HOPG substrate was scraped by Scotch tape in air and cleaned by annealing at 773 K for 30 min in ultra-high vacuum (UHV; ~10－8). Pt-Ni NPs were synthesized by APD on the HOPG at 773K. Pt and Ni were synchronously deposited from respective arc plasma sources (ALVAC ARL-300). The deposited mass of Pt and Ni were estimated by quartz-crystal-microbalance installed in APD chamber. To control Pt-Ni NPs alloy compositions, arc voltages of Pt and Ni are changed independently from 100 to 180V. The Pt-Ni NPs compositions were evaluated by XPS and their microscopic structures were observed by HAADF-STEM. The Pt-Ni/HOPG samples were transferred from UHV to electrochemical (EC) setup without exposure to air: cyclic voltammetry (CV) was conducted in N2-purged 0.1M HClO4. After that, linear sweep voltammetry (LSV) was applied by using rotational disc electrode (RDE) method. The ORR activity was evaluated from jkvalues at 0.9 V estimated from Koutecky-Levich Plots.

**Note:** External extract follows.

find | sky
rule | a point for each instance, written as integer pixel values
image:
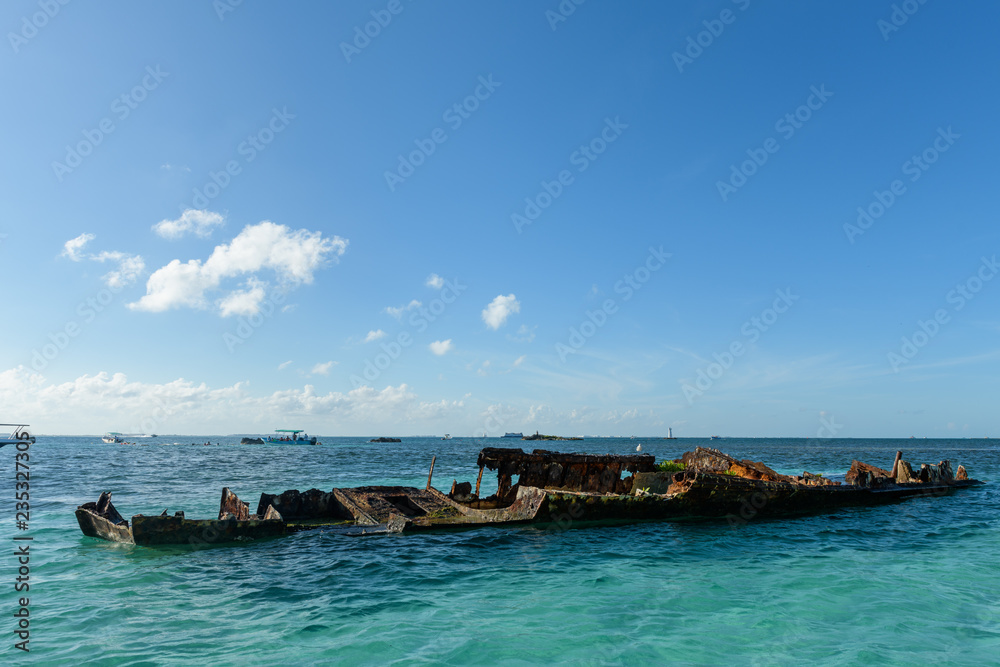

By controlling Pt and Ni arc voltages, we synthesized Pt-Ni NPs with Pt:Ni compositions of 82:18, 47:53 and 17:83. Then, electrochemical dealloying  of the APD synthesized three samples was conducted in N2-purged 0.1M HClO4 by applying potential cycles between 0.05 and 1.0 V (sweep rates: 500mV/s). Fig.1(a) shows CV curves for the APD-Pt-Ni/HOPG (PtxNiy) after electrochemical dealloying. Although dealloyed-Pt82Ni18 and Pt47Ni53 show lower- and higher-potential-shifts of hydrogen- and hydroxyl-related regions relative to APD-Pt/HOPG (Pt100), the Pt17Ni83 exhibits marked extension in both regions. Fig.1(b) summarizes ORR activities: the dealloyed Pt17Ni83 shows highest ORR activity among the evaluated samples: its mass activity is 10 times higher than Pt/C catalyst . A HAADF-STEM image of dealloyed-Pt17Ni83was shown in Fig.1(c). The image clearly shows that 2 to 3 nm nanoparticles are piled up on the substrate with thickness of ca. 20 nm. Alloy composition of the dealloyed Pt17Ni83 is estimated to be Pt:Ni = 73:17 by EDX. These results suggest that the nanoparticle-layered ultrathin film of Pt-Ni could be one of the highly-active and cost-effective ORR catalysts.
This study was supported by NEDO of Japan.